頭を振って意識を切り替える。先程まで考えていたことに話を戻そう。
第一、あれほど白い魂を持つ少女ならばジブンが優遇するまでもなく無事に輪廻の輪に還っていくことだろう。
そうなったとして、少女が魂の浄化を終えてこの世に舞い戻るのはいつのことだ。再び巡り会う保証もない。気付かないかもしれない。きっと、それまでに途方もない時間を過ごすことになる。

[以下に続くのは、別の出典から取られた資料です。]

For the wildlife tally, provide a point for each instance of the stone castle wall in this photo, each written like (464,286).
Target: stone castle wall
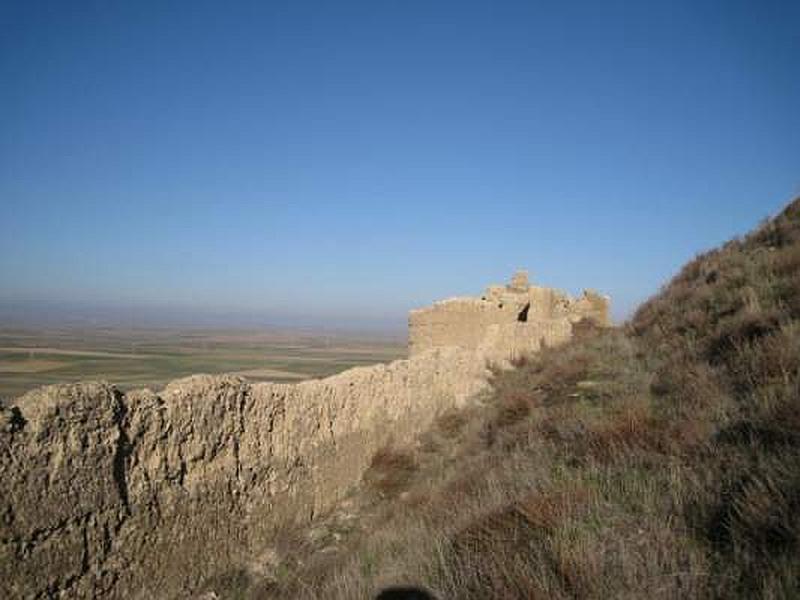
(146,495)
(506,321)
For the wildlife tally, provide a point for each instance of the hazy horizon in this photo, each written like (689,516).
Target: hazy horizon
(317,165)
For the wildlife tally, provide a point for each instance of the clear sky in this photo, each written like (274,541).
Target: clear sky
(346,161)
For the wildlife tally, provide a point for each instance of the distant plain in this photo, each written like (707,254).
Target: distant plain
(136,358)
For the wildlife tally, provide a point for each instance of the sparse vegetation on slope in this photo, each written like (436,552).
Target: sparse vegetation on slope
(660,459)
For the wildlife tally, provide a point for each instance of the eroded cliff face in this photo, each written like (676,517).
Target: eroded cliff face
(145,495)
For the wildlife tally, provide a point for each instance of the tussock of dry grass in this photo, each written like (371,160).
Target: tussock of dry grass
(659,460)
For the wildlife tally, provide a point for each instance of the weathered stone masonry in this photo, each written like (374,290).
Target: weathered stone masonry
(144,495)
(506,321)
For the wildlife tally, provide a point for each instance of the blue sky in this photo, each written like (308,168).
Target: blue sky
(343,162)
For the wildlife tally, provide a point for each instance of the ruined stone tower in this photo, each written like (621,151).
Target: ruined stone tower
(506,321)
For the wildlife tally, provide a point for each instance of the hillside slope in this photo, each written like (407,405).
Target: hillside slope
(659,459)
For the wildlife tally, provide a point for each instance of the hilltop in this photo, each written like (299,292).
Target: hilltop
(660,458)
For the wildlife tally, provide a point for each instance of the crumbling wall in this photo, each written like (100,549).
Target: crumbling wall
(505,321)
(145,495)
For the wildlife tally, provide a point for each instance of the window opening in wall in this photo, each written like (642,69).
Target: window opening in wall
(522,317)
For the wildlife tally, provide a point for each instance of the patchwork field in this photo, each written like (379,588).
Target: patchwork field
(132,358)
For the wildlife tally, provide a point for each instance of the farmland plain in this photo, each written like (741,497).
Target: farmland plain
(150,357)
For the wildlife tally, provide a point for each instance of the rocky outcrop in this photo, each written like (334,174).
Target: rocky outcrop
(144,495)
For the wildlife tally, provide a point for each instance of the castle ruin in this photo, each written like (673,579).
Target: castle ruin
(506,321)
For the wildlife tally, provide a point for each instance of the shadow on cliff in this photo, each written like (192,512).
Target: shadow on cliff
(404,593)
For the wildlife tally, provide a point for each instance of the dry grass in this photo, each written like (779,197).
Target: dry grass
(658,460)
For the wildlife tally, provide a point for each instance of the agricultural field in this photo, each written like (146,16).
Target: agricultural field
(135,358)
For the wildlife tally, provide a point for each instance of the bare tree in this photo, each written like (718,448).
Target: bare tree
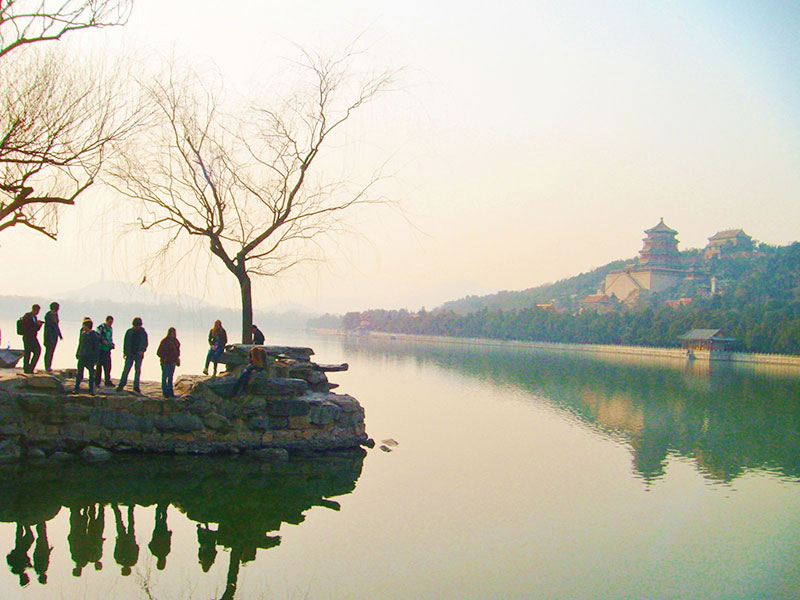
(56,118)
(24,22)
(244,185)
(56,121)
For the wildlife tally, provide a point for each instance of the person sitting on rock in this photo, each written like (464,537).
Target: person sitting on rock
(258,360)
(258,336)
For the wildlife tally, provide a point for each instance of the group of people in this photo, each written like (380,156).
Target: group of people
(95,346)
(94,349)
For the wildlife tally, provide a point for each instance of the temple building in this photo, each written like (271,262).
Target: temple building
(658,268)
(731,242)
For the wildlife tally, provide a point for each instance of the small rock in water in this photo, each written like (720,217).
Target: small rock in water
(61,456)
(94,453)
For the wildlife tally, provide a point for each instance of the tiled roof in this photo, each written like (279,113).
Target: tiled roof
(660,228)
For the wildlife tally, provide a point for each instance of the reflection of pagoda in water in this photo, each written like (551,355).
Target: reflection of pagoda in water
(235,505)
(724,419)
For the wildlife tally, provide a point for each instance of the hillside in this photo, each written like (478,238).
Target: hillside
(563,292)
(757,302)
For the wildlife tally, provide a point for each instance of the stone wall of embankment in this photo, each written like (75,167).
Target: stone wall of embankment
(38,417)
(644,351)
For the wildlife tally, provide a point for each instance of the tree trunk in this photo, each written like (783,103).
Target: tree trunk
(247,307)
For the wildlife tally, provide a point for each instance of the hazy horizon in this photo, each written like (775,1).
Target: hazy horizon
(526,144)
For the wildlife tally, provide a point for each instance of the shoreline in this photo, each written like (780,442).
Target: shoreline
(675,355)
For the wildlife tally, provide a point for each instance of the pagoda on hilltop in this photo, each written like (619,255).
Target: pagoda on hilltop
(659,267)
(660,247)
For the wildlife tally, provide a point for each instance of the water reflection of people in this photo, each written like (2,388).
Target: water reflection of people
(94,535)
(207,550)
(233,513)
(76,539)
(126,550)
(41,553)
(162,537)
(18,558)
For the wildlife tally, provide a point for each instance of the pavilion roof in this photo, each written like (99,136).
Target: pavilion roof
(661,228)
(728,233)
(705,334)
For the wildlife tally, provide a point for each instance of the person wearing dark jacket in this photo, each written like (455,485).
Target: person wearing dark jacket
(217,339)
(88,350)
(169,351)
(133,349)
(258,336)
(30,329)
(106,332)
(52,333)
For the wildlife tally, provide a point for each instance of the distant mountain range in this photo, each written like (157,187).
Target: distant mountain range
(126,300)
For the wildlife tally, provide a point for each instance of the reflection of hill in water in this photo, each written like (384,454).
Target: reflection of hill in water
(235,503)
(726,419)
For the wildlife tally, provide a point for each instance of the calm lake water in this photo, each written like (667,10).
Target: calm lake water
(517,474)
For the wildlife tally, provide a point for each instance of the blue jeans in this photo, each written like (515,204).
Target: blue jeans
(89,365)
(213,354)
(135,361)
(32,352)
(167,372)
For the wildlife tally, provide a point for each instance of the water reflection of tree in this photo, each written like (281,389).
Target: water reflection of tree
(236,503)
(728,420)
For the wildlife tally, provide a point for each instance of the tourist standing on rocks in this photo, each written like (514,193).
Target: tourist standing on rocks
(258,360)
(217,339)
(88,350)
(52,333)
(258,336)
(133,349)
(106,346)
(169,351)
(29,327)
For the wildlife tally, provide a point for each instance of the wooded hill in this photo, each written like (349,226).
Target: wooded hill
(758,304)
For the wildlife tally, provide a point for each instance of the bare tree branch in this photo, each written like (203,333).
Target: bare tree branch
(57,122)
(24,22)
(244,182)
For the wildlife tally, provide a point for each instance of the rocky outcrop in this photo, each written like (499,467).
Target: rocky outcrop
(274,412)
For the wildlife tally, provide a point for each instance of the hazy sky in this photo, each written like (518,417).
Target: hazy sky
(530,141)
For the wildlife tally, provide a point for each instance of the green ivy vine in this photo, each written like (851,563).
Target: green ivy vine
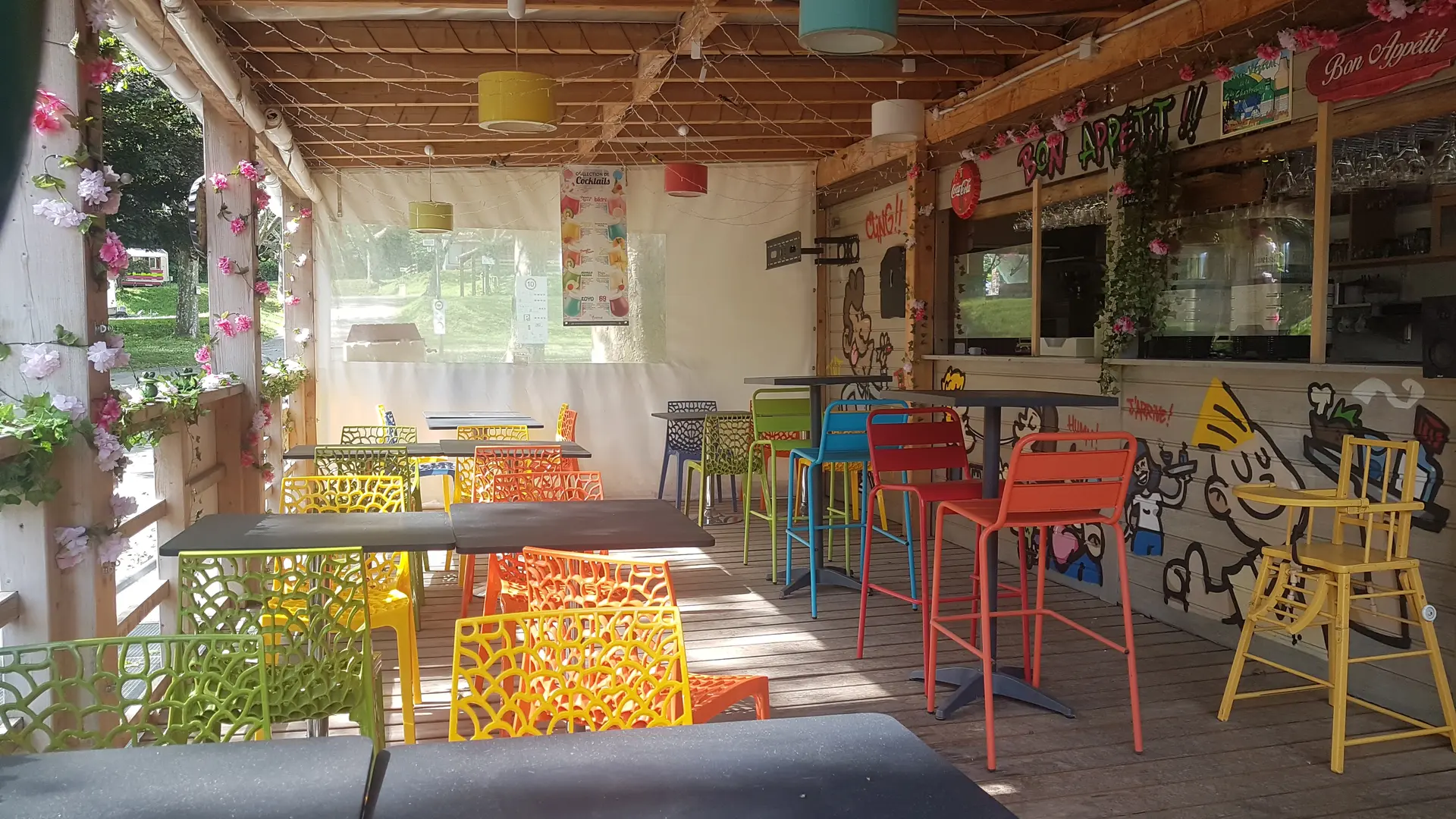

……その時、ジブンはジブンのままでいられているのだろうか。分からない。
1度人と接することを知ったからといって、それが何になる。何も変わらないかもしれない。だが、変わるかもしれない。
過去に経験がない出来事である以上、その証明など出来るはずもない。
ーーもう、いい加減にしなさい、リュアン!
あの少女の声が聞こえた気がして、俯けていた顔を上げる。目の前に広がるのは背丈の低い草の中にも舗装された道と、その先に広がる街並みばかりだ。
だが、長い髪を風に遊ばせ、昨日の衣装のままに腰に手を当てて眉をひそめる少女の姿が確かに見えた気がした。幻影の少女は尚も続ける。
ーー黙って見ていればウジウジウジウジと格好悪いのよ!
ーー昨日私とした約束、まさかもう忘れたなんて言わないわよね?
ーーいつまでもうだうだしてないで、いいからさっさと来なさい!
その細い体のどこから出てくるのかと思う声量と勢いで一喝され、背筋が伸びる。頭をガツンと殴られたような気がした。
いつの間にか、幻影の少女は消えたいた。だが、かけられた言葉は確かにジブンの内に残っている。
「随分遅かったじゃない、リュアン」
意を決して少女の部屋へ向かうと、果たして彼女はそこにいた。寝衣をその身にまとった姿で、ベッドの上で悠然と微笑んでいる。
予想外の状況に、大きく目を見開いた。
ハッピーバレンタイン!
いつも読んでくださる皆様に最大級の感謝を捧げます。どうか良いことがありますように。